Code Blue vs. Rapid Response Teams

A Code Blue is called after a patient’s heart or breathing has already stopped. Hospitals also use a separate system called a rapid response team, designed to intervene before things reach that point. Any staff member can activate a rapid response call when a patient is deteriorating but still has a pulse. Common triggers include a heart rate above 140 or below 40, a respiratory rate above 28 or below 8, blood pressure dropping below 90 systolic, oxygen levels falling below 90% despite supplemental oxygen, or a sudden change in mental status.

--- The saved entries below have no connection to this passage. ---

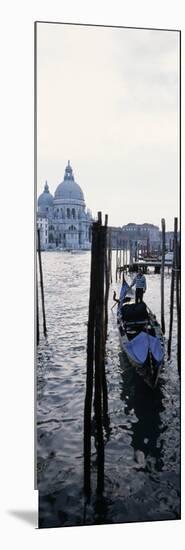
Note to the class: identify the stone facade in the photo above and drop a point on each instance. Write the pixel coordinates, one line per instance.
(69, 223)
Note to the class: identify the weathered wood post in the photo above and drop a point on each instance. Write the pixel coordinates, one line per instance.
(41, 284)
(100, 279)
(89, 374)
(173, 274)
(135, 253)
(131, 255)
(117, 260)
(162, 275)
(37, 302)
(110, 254)
(148, 247)
(99, 341)
(178, 274)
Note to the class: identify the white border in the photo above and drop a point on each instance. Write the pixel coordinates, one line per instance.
(17, 357)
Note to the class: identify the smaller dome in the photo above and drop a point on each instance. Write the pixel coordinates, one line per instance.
(45, 199)
(83, 215)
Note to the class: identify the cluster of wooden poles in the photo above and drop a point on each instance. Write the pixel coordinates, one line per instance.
(42, 291)
(96, 386)
(175, 290)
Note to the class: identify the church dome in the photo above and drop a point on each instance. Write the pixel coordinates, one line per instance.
(69, 189)
(45, 199)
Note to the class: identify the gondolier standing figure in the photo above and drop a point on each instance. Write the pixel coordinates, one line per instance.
(140, 282)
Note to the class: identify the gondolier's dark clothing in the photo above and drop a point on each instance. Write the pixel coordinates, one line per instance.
(140, 283)
(139, 295)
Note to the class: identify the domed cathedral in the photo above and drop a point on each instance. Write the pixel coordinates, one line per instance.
(63, 220)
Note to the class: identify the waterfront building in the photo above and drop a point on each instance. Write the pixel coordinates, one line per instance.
(69, 222)
(42, 224)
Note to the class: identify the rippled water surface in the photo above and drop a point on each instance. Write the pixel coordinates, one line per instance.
(142, 441)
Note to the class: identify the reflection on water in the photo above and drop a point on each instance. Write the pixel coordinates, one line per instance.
(142, 435)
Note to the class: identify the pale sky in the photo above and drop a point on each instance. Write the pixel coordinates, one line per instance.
(108, 101)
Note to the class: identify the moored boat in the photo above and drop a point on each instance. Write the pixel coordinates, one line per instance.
(141, 337)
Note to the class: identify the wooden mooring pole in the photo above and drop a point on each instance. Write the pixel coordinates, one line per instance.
(96, 353)
(178, 275)
(89, 373)
(37, 306)
(162, 275)
(173, 275)
(41, 284)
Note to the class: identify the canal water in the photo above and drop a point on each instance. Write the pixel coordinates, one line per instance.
(142, 440)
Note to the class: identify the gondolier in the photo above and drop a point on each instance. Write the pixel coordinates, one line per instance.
(140, 282)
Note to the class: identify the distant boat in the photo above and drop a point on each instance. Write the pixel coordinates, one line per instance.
(141, 338)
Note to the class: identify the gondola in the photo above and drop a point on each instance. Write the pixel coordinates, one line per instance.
(141, 337)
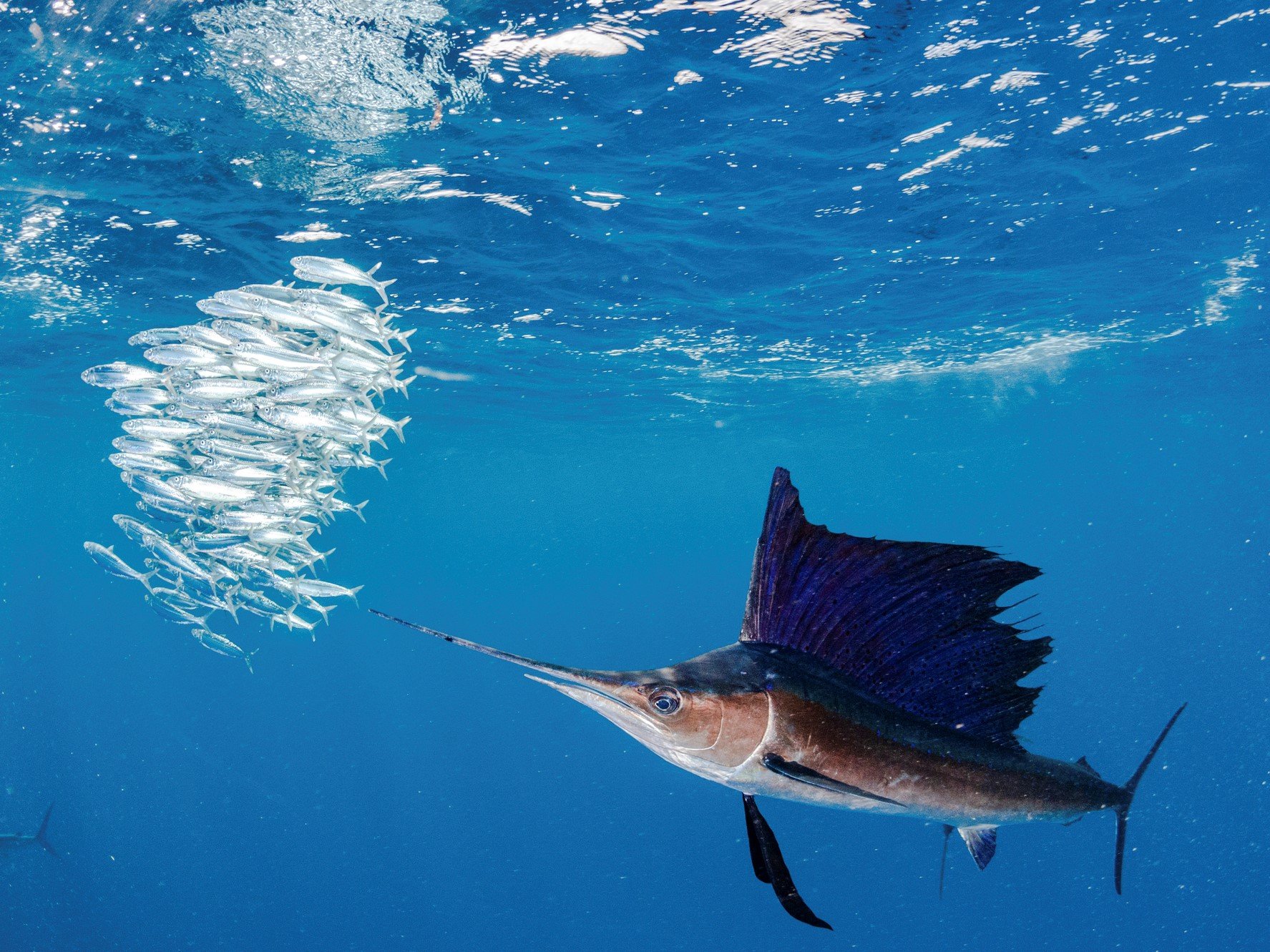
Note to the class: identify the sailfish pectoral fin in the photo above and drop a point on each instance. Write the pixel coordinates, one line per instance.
(806, 775)
(770, 867)
(944, 856)
(982, 843)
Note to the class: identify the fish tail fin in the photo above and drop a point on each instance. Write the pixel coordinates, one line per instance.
(1122, 810)
(44, 828)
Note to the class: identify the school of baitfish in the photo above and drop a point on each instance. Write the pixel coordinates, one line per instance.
(238, 437)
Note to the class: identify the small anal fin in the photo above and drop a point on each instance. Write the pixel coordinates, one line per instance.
(806, 775)
(944, 856)
(770, 866)
(982, 843)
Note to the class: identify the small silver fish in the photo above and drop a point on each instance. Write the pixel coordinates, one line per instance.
(316, 588)
(337, 270)
(147, 447)
(141, 396)
(108, 560)
(147, 463)
(213, 490)
(221, 645)
(173, 614)
(119, 375)
(182, 355)
(157, 335)
(221, 388)
(165, 429)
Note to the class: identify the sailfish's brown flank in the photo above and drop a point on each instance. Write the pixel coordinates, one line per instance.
(869, 676)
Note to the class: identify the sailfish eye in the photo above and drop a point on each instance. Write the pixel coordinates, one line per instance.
(665, 701)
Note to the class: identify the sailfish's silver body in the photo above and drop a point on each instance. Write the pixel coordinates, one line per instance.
(869, 676)
(784, 704)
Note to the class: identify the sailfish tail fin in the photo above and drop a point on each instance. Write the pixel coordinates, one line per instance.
(1122, 811)
(44, 828)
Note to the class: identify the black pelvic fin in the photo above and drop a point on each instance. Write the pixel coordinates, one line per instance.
(806, 775)
(756, 845)
(944, 856)
(770, 866)
(982, 843)
(911, 622)
(1122, 811)
(1083, 762)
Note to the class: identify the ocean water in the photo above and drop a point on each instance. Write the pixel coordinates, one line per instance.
(983, 272)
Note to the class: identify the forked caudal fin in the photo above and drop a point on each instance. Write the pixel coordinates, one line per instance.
(1122, 811)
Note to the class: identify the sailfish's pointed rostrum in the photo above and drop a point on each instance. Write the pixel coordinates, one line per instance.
(869, 676)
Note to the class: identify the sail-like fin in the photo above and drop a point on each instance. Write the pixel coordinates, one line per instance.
(773, 866)
(911, 622)
(806, 775)
(944, 856)
(982, 843)
(1083, 762)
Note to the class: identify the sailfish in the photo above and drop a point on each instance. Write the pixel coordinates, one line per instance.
(869, 676)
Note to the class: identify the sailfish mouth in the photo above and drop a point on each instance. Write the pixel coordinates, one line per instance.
(590, 688)
(585, 691)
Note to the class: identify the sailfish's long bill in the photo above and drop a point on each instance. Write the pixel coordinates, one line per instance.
(869, 676)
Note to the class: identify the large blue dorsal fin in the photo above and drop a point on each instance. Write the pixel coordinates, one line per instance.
(982, 843)
(911, 622)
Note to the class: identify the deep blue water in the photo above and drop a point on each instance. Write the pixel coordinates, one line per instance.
(986, 275)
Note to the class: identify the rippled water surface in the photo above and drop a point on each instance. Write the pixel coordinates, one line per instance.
(976, 272)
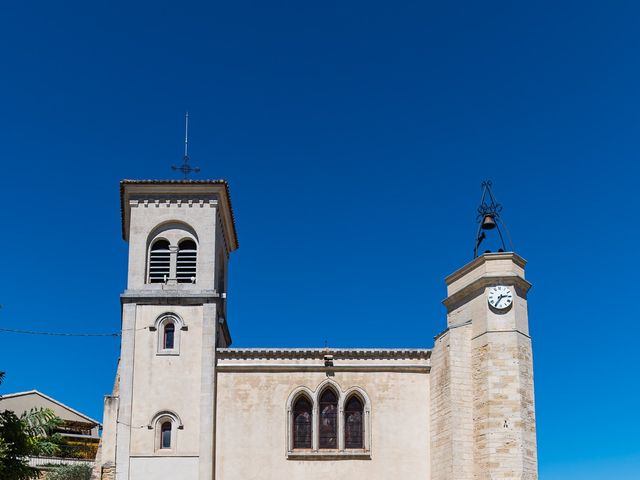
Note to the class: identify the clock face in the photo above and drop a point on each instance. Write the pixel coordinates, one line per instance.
(500, 297)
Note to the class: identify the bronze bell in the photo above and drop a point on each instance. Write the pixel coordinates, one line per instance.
(488, 223)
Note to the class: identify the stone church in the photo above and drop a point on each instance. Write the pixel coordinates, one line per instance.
(186, 406)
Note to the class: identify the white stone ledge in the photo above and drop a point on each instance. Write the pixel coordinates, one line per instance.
(271, 367)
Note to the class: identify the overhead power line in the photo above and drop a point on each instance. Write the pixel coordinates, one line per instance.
(59, 334)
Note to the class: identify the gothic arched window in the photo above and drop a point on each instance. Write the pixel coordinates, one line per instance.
(165, 434)
(159, 262)
(328, 428)
(187, 261)
(354, 423)
(302, 415)
(168, 339)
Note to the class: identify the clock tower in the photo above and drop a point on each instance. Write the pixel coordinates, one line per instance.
(483, 417)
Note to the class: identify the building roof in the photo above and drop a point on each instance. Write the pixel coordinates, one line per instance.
(227, 199)
(49, 399)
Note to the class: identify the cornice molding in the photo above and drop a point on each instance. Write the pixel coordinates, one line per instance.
(320, 353)
(275, 368)
(476, 262)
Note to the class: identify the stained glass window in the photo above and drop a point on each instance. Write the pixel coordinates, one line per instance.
(169, 333)
(165, 435)
(302, 413)
(328, 434)
(353, 423)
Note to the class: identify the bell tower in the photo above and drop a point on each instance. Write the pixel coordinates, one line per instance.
(159, 423)
(482, 396)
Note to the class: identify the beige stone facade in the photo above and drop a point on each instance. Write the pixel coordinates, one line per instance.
(186, 406)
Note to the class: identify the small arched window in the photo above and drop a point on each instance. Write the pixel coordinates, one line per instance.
(168, 339)
(302, 415)
(354, 423)
(187, 261)
(328, 434)
(165, 434)
(159, 262)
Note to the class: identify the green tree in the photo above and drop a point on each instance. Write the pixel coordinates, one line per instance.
(70, 472)
(28, 435)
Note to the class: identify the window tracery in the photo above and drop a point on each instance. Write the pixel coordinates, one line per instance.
(329, 422)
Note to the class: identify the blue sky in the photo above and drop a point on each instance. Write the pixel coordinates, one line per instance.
(354, 136)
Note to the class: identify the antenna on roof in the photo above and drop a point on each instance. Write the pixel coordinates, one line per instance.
(185, 168)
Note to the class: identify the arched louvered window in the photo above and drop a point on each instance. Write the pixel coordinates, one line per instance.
(187, 260)
(159, 262)
(165, 434)
(328, 434)
(302, 414)
(168, 340)
(354, 423)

The goal of rapid response teams is to reduce the number of Code Blues by catching dangerous trends early. A nurse who notices a patient becoming confused and breathing rapidly can call for help before the situation escalates to full cardiac arrest. This early intervention system exists specifically because outcomes are far better when deterioration is caught before the heart stops.

Pediatric Code Blue

Children who go into cardiac arrest in a hospital receive the same level of urgent response, but the team and equipment differ. Pediatric Code Blue teams include providers trained in child-specific resuscitation, and crash carts carry pediatric-sized airway equipment, smaller doses of medications, and child-appropriate defibrillator pads. Some hospitals historically used a separate color code (such as “Code White”) for pediatric emergencies, though many have moved toward using “Code Blue, Pediatric” to keep the system simple and reduce confusion during a crisis.